On June 29, 1949, I received my diploma for completing the full course at the medical department at the Minsk State Medical Institute. From 1949 to 1994 I worked as a doctor, and was able to work in a village hospital, a regional hospital, and in a provincial hospital. I began in the rural areas, where I saw poverty, famine, and children’s diseases like the measles, diphtheria, whooping cough, and so on. I saw rural women hemorrhaging and with infection after getting abortions – which were forbidden – from women with no medical training. There were children dying because they hadn’t finished treatments for diphtheria, measles-pneumonia, and scarlet fever.

My first village hospital had 45 beds for all the villages in a 50-kilometer radius. I had three people helping me: a medical assistant, nurse (the assistant’s wife), and a midwife. I worked by myself all day and night in the hospital and treated everything: newborn births, broken bones, and so on.

I moved to a regional hospital in Dzerzhinsk, Minsk province, when I married in 1952. I worked there for 10 years, then moved to Gomel to work in a specialist hospital as chief of the pulmonary department. In all the years I worked in villages or regional hospitals, I never sensed anti-Semitism. But when I arrived in my own home town, Gomel, anti-Semitism was rampant, both with the people and at the institutional level. Even among the doctors I found those whose facial expressions showed me they hated us.

After my son graduated high school, he was not allowed to attend the Gomel Institute of Engineering’s electro-mechanical department. He went instead to a construction institute. Once he finished there, he could only work in the factory “Tsentrolit,” where the director was Jewish.

In spite of the obstacles in our home city, my son didn’t want to leave, though for me it made no difference. I decided to retire at 70. My sister’s children left in 1989, and my sister in 1991. They live in New York and invited us to come in 1993. My son and his wife decided to leave as well, and on June 21, 1994, we arrived in America. Sasha studied in school, then in college, yet he couldn’t substantiate his Soviet credentials here.

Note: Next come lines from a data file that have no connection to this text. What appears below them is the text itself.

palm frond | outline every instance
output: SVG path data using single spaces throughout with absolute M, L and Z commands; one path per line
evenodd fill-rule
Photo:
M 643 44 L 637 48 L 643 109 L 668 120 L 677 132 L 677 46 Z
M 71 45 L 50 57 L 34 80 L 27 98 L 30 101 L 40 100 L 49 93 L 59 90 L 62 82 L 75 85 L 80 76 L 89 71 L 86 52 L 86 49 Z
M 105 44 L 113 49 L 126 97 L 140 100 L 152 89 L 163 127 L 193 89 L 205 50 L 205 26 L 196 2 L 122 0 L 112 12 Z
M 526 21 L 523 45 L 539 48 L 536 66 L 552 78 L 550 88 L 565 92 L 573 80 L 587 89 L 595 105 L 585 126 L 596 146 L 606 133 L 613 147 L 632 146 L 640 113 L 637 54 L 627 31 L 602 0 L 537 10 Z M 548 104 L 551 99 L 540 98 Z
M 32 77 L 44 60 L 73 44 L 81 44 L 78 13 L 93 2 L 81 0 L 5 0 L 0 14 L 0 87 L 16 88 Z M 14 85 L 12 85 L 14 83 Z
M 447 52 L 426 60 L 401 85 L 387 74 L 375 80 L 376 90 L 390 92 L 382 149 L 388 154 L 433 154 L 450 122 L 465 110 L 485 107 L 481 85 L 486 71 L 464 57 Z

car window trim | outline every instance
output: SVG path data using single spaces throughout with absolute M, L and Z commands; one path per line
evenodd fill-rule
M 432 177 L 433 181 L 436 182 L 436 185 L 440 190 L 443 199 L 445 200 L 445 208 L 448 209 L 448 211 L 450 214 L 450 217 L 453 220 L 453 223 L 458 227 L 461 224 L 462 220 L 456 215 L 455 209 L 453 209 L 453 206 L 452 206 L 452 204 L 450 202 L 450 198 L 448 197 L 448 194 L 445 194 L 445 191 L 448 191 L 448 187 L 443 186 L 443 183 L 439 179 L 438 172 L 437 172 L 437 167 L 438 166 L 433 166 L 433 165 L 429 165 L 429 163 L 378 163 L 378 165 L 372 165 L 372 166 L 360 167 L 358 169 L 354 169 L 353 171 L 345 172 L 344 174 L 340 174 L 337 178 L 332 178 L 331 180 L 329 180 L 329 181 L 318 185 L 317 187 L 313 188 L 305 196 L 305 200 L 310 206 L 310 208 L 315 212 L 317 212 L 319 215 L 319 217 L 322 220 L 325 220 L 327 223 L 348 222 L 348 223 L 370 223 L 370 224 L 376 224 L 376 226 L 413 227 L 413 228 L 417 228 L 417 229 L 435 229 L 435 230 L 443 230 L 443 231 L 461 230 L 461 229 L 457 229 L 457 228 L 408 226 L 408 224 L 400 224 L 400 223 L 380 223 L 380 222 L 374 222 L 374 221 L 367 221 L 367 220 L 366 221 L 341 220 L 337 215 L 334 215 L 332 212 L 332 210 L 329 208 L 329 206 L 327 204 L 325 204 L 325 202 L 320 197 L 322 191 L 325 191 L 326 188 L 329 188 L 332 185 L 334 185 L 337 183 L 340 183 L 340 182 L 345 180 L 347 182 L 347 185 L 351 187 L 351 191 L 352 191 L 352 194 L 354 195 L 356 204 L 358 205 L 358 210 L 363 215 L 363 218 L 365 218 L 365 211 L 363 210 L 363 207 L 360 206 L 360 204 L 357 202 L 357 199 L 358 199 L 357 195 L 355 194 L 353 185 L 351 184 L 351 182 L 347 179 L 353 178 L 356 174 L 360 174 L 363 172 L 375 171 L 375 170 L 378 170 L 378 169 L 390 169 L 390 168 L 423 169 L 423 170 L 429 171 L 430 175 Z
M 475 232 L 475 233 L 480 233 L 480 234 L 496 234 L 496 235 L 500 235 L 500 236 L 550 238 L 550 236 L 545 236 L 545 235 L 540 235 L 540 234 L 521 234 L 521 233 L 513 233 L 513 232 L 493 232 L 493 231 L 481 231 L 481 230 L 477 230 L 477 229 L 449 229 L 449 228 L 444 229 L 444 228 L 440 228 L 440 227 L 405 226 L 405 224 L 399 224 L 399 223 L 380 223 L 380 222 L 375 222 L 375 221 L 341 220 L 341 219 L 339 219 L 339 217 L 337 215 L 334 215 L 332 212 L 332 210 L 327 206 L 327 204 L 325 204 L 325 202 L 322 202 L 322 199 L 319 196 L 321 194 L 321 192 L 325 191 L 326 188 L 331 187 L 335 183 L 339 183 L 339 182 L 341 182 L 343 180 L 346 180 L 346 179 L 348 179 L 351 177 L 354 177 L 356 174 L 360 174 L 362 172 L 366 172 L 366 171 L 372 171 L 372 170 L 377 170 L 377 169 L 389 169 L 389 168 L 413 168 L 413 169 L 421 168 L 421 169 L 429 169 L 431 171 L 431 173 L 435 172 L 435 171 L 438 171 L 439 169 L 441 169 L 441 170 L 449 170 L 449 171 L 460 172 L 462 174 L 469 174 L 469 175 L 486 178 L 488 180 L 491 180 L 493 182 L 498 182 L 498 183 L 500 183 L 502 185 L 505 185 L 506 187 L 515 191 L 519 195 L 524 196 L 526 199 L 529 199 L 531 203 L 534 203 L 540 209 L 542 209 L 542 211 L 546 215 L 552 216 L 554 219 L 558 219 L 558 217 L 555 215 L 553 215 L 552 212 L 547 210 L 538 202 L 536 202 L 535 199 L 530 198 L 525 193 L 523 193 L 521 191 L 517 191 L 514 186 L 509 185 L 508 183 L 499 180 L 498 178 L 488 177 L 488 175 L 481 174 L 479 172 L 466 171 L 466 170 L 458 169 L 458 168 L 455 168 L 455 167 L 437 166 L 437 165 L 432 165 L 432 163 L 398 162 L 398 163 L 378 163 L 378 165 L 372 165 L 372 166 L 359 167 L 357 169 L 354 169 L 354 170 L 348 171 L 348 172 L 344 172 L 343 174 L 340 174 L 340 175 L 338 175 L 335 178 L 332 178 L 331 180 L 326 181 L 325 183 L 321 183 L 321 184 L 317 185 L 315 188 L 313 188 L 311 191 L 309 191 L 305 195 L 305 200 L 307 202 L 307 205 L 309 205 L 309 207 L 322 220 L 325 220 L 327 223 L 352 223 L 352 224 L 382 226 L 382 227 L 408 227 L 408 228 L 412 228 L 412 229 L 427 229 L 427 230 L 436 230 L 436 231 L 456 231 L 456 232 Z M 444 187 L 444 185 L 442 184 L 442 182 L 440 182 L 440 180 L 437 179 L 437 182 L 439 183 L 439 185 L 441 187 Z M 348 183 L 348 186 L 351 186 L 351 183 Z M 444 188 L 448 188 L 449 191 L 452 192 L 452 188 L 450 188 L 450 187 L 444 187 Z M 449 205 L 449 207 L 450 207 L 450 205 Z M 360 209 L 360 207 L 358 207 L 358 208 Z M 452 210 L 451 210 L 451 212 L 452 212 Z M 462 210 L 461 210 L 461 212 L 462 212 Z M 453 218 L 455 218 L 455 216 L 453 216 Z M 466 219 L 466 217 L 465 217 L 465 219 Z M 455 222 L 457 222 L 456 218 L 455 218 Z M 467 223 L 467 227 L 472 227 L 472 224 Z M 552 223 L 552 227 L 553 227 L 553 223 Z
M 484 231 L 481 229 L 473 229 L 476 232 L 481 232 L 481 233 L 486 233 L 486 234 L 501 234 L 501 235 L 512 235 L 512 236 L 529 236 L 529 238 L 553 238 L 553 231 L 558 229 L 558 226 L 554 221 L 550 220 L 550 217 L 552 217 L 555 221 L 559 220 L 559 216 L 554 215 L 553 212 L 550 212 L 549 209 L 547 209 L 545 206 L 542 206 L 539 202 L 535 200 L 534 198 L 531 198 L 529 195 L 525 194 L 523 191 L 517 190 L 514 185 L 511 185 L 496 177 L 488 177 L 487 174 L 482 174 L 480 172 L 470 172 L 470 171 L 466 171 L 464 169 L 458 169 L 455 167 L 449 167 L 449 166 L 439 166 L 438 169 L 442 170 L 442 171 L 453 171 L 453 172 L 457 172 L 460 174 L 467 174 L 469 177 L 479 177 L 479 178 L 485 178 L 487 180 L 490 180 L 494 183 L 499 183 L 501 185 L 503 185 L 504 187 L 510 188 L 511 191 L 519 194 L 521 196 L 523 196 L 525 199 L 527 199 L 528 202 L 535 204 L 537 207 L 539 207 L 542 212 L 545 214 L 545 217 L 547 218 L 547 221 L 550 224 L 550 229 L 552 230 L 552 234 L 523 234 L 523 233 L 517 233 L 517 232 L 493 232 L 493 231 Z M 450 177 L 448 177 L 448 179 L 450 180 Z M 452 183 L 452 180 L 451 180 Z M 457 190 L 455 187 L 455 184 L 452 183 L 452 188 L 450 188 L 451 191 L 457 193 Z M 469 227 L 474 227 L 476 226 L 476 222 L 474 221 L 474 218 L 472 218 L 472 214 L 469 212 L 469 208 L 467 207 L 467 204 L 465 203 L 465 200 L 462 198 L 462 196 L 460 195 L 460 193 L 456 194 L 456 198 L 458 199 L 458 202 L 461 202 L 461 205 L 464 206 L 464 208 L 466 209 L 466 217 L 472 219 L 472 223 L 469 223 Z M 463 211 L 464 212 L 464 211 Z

He worked for a long time at the La Paloma resort, then moved to Phoenix to work in his specialty.

My three granddaughters graduated from universities here, and my grandson is in college. I live for the sake of my grandchildren; I love them very much. We see each other once a week and I’m happy with that. When I lived in the Soviet Union, I didn’t have the ability to go to Synagogue because there were none in Gomel. When my father was alive, he went to a private home to worship, had the books, and so on. I went to an American Synagogue. We don’t celebrate all the holidays at my apartment complex, but we do celebrate Hanukkah and Passover. Today I baked hamantashen with poppy seeds; tomorrow I will take them to my granddaughter’s house.